An uninitiated but committed member of ISKCON tells his story.
IN 1965, THE YEAR Srila Prabhupada landed in America, I was browsing in a used book store in Glasgow, Scotland, and came across a copy of the The Gita As A Chaitanyite Reads It, by one of Srila Prabhupada's godbrothers. I was eighteen at that time, with a very slight knowledge of the Gita and no knowledge of Caitanya Mahaprabhu, so I bought the book, took it home, and began to read.
That Gita lacked the clarity and power of Srila Prabhupada's Bhagavad-gita As It Is, but not knowing Bhagavad-gita As It Is at that time, I struggled on with Bon Maharaja's Gita until 1971, when I heard a strange sound in Glasgow's Sauchiehall Street. Later I would know that the sound was mrdangas (drums), karatalas, and chanting of the maha-mantra.
I followed the devotees at a little distance for about half a mile until they stopped chanting. During that half mile I seemed to be in some sort of ecstatic state; I didn't remember the time passing. When the chanting came to an end, I didn't speak to the devotees but went home to ponder what I had experienced.
Some weeks later I saw a devotee on the street distributing magazines. I stopped him and asked if I could have one, and was given my first Back to Godhead, the first of many.
A few months later, I met in the street a devotee named Kisora Dasa. He gave me the current BTG and started talking to me. Soon, we arrived at vegetarianism, and every argument I put forward for meat-eating he demolished.
At the end of the conversation, he asked, "Well, now you are a vegetarian?"
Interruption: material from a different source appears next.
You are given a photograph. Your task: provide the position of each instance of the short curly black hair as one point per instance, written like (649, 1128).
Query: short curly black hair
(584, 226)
I replied, "Yes." And I was.
It took a few more weeks before I decided to visit the now defunct but not forgotten Edinburgh temple. When I got there I walked around the block three times, getting up courage to ring the bell and go in. Inside I experienced my first Sunday Feast and a day of lectures, bhajanas (devotional songs), and aratis (worship ceremonies). During the day, Kisora Dasa showed me the two-volume hardcoverKrsna books and asked me if I liked them. I said that I did, which he followed up by asking if I would like to have them. I replied that I would but that I had very little money with me.
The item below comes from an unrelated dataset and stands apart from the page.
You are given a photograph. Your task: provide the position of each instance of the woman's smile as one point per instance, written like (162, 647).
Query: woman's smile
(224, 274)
To my surprise, he said, "Just take the books and pay me the next time you see me."
This episode was one of several that got me thinking and very quickly began to change my life. Kisora Dasa had already converted me to vegetarianism, and in this incident he showed me a level of trust and interaction beyond my experience in the material world. Before I knew it, I was chanting sixteen rounds* a day, following the four regulative principles,** and even sometimes distributing Srila Prabhupada's books, when my work and, later, family life allowed. I never did become an initiated devotee, but who knows, maybe some day yet.
Brian Fleming, a homeopath and an antiquarian bookseller, lives in Argyll & Bute, Scotland.
*Hare Krsna devotees chant the Hare Krsna mantra on a string of 108 beads. Chanting one set of 108 is known as completing one "round."
**No meat-eating, no illicit sex, no intoxication, no gambling.